More than fifteen years of research and restoration came to a show-stopping finale in the summer of 2012 at the Saco Museum with a major exhibition and public programs focused on the Moving Panorama of Pilgrim’s Progress. This marked the completion of a major grant-funded project to conserve this national treasure of 19th-century American art, which was thought lost for 100 years and rediscovered only in 1996. For the first time since the 1860s, the entire historic panorama—800 feet of vibrantly painted muslin canvas, in four sections—was on view in two downtown locations, the Saco Museum and the historic Pepperell Mills. Live performances of a full-scale, modern replica recreated the historic experience of seeing a moving panorama in action, while the debut of a web-based film animation introduced the panorama to a global audience.

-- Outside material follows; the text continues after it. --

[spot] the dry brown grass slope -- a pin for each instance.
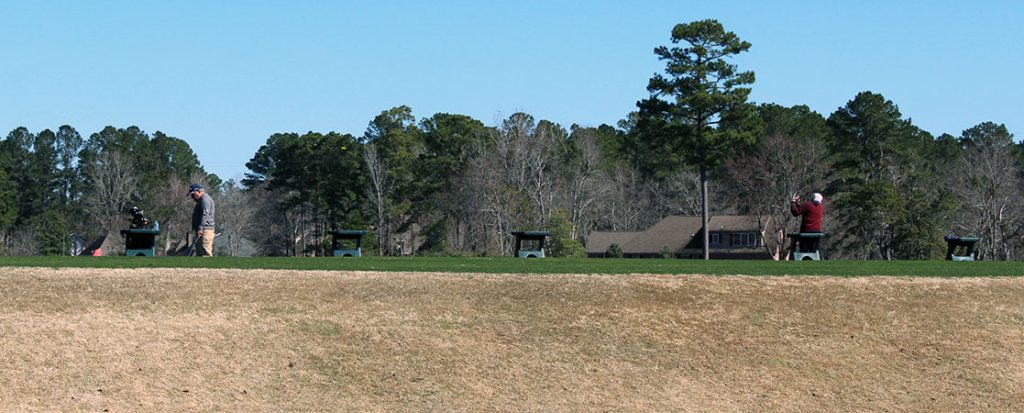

Gallery talks and family activities were also offered, including a day-long public symposium with distinguished scholars on September 21-22, 2012. The Moving Panorama of Pilgrim’s Progress was on view June 30 through November 10, 2012; following the exhibition, the panorama was removed from view in order to “rest” it from exposure (light and changes in humidity take their toll on historic textiles), and it is now safe in storage at the Saco Museum.

The Moving Panorama of Pilgrim’s Progress illustrates, in a way that no other work of art has done before or since, a moment when ideas about faith, art, and landscape all traveled along the same narrow highway in the course of American life. Also known as Bunyan’s Tableau, it was created in 1851 and presented to audiences nationwide throughout the second half of the 19th century.  Precursors to the modern motion picture, moving panoramas consisted of immense lengths of fabric painted to depict popular stories, events and locations of the time.  Panoramas were presented by scrolling the massive canvas paintings across a stage, accompanied by narration and music. John Bunyan’s Pilgrim’s Progress, on which this panorama is based, was also a sensation in its time and beyond. Written in 1678 England, it achieved a peak of popularity in 19th-century America, where it became a huge influence upon literature and religion. The Moving Panorama of Pilgrim’s Progress was one of the most important moving panoramas in the United States, an exceptional example of this genre of painting that bridged high art and popular culture. It was conceived by members of the National Academy of Design in New York, with designs contributed by Hudson River School masters Frederic Edwin Church, Jasper Cropsey, Daniel Huntington, and others. In this way, it relates directly to the developing national school of landscape painting.

After its final performance in York County, Maine, the Moving Panorama of Pilgrim’s Progress spent many years in a Biddeford barn and was ultimately given to the York Institute (now the Saco Museum) in 1896.  The panorama was forgotten as the museum’s location moved from building to building, and was periodically closed for wartime uses, throughout the late 19th and early 20th centuries. It was not until 1996, a full century after the original gift, that the panorama was rediscovered in the museum’s storage vault.  It was this discovery that prompted the panorama’s partial conservation—approximately one fourth was treated—and exhibition tour in 1999. This 2012 project completed the conservation work begun two decades ago, treating and exhibiting the panorama in its entirety and exploring innovative new strategies to make this immense masterpiece of 19th century American art accessible to audiences and scholars worldwide.